1.3 Purpose of the study
The purpose of this study is to examine the impact of domestic debt on the economic development of Nigeria from 1981-2012. Specifically the study:
- to examine the extent of domestic debt in Nigeria from 1981 to 2012
- to determine the nature of the relationship between domestic debt and economic development
- to determine the impact of domestic debt on the economic development of Nigeria from 1981-2012
1.4 Significance of the study
The following are the significance of the study:
The results from this study will educate the policy makers and business managers in Nigeria and the general domestic on the impact of domestic debt on the Nigerian economy.
This research will be a contribution to the body of literature in the area of the effects of domestic debt on the Nigerian economy, thereby constituting the empirical literature for future research in the subject area
1.5 Study hypothesis
The study hypothesis is:
HO: the relationship between domestic debt and economic development is not significant
HO2: There is no significant impact of domestic debt on the economic development of Nigeria from 1981-2012
1.6 Scope and Limitations of the Study
The study scope is limited to investigating the impact of domestic debt on the economic development of Nigeria from 1981-2012. Limitation faced by the research was limited time and financial constraint
1.7 Definition of Basic terminologies
Debt: something, typically money, that is owed or due.

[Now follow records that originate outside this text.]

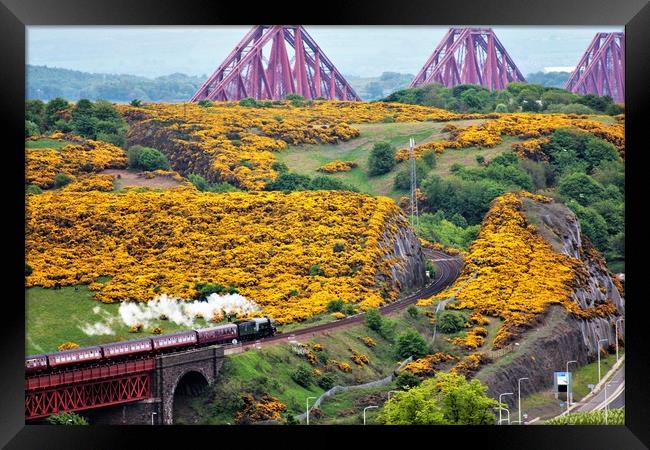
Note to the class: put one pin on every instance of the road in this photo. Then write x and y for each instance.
(615, 394)
(449, 268)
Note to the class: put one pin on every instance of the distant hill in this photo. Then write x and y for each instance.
(46, 83)
(549, 79)
(374, 88)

Growth: the process of increasing in progress of the nation
Capital: wealth in the form of money or other assets owned by a person or organization or available or contributed for a particular purpose such as starting a company or investing.

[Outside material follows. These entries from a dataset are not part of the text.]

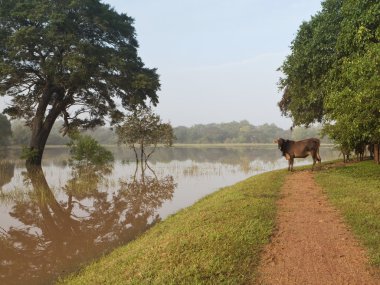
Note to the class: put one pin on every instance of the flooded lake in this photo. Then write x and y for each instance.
(57, 218)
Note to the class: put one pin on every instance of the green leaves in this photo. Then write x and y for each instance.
(333, 72)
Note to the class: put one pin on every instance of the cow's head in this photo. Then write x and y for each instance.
(280, 142)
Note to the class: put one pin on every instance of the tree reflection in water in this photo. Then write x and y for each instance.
(58, 236)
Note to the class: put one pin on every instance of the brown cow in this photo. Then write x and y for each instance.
(299, 149)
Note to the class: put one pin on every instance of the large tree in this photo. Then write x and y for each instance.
(333, 72)
(75, 59)
(5, 130)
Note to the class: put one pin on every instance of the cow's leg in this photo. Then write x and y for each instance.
(291, 161)
(318, 156)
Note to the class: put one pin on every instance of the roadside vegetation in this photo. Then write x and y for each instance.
(216, 241)
(354, 189)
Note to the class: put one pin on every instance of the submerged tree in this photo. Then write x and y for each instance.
(5, 130)
(69, 59)
(144, 129)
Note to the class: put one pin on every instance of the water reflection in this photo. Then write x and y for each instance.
(55, 235)
(56, 218)
(7, 170)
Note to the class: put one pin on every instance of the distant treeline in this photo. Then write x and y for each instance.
(233, 132)
(241, 132)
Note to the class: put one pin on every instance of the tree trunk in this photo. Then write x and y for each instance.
(41, 126)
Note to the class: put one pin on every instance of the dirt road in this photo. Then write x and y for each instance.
(312, 244)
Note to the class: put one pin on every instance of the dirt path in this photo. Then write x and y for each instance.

Development: the process of developing or being developed.
1.8 Organization of study
The study is grouped into five chapters. This chapter being the first gives an introduction to the study. Chapter two gives a review of the related literature. Chapter three presents the research methodology; chapter four presents the data analysis as well as interpretation and discussion of the results. Chapter five gives a summary of findings and recommendations.